I pulled out my pre-surgery folder from my first hip replacement.  Looked through it until I found yellow lose leaf paper and read the words a few pages in.  ‘Cobalt chrome alloy ball’  (It was in my boyfriends handwriting as he had been the one taking notes through that appointment).  I also have (if your interested in knowing) a titanium cup with a polyethylene coating (I think, it’s hard to read his writing).  So not metal on metal.

I took a deep breath and kept watching.

I’ll be honest, I missed at first that they were talking about metal on metal hips, the word cobalt kinda just stuck in my head and stood out for me.  The concern with the Cobalt poisoning is the neurological damage.  Memory and nerve problems have been reported.  It is reversible, just need to change the implants, nothing permanent, which is fantastic news.

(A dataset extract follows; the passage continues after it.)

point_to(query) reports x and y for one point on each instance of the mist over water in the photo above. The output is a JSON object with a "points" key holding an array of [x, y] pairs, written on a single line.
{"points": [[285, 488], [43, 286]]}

So many emotions happened to me throughout the hour and 31 minute doc.  Sadness, anger, uncertainty and fear to name only a few.  Not just because of the hip replacement information, but more so due to the entire situation with the FDA and the companies producing the medical devices.  It just breaks my heart.

Watching this documentary verified my gut feeling to get metal testing regularly to ensure nothing was going wrong.  I had it in my mind to do this pre-replacements.

I have since booked my appointment to speak with my Family Doctor about getting my first test done.  There is nothing wrong with checking, I am feeling fine and the film doesn’t go into all the particulars of the amount of Cobalt or the impact on individuals difference ages, or anything like that.  The research is still fairly new and very limited.

I don’t want this to scare anyone away from getting help or having surgery when it’s needed, it just confirms the need to do your own research and be your own advocate.  If something doesn’t feel or seem right, it’s okay to bring it up to your physician.  There are multiple different types of hip replacements and different approval processes in each country (this doc is about the States).

There is a lot of medical devices that save lives and change lives for the better all the time.  I still feel that way about my replacements.  It’s all about weighing the risks, asking questions and making the best decision for yourself.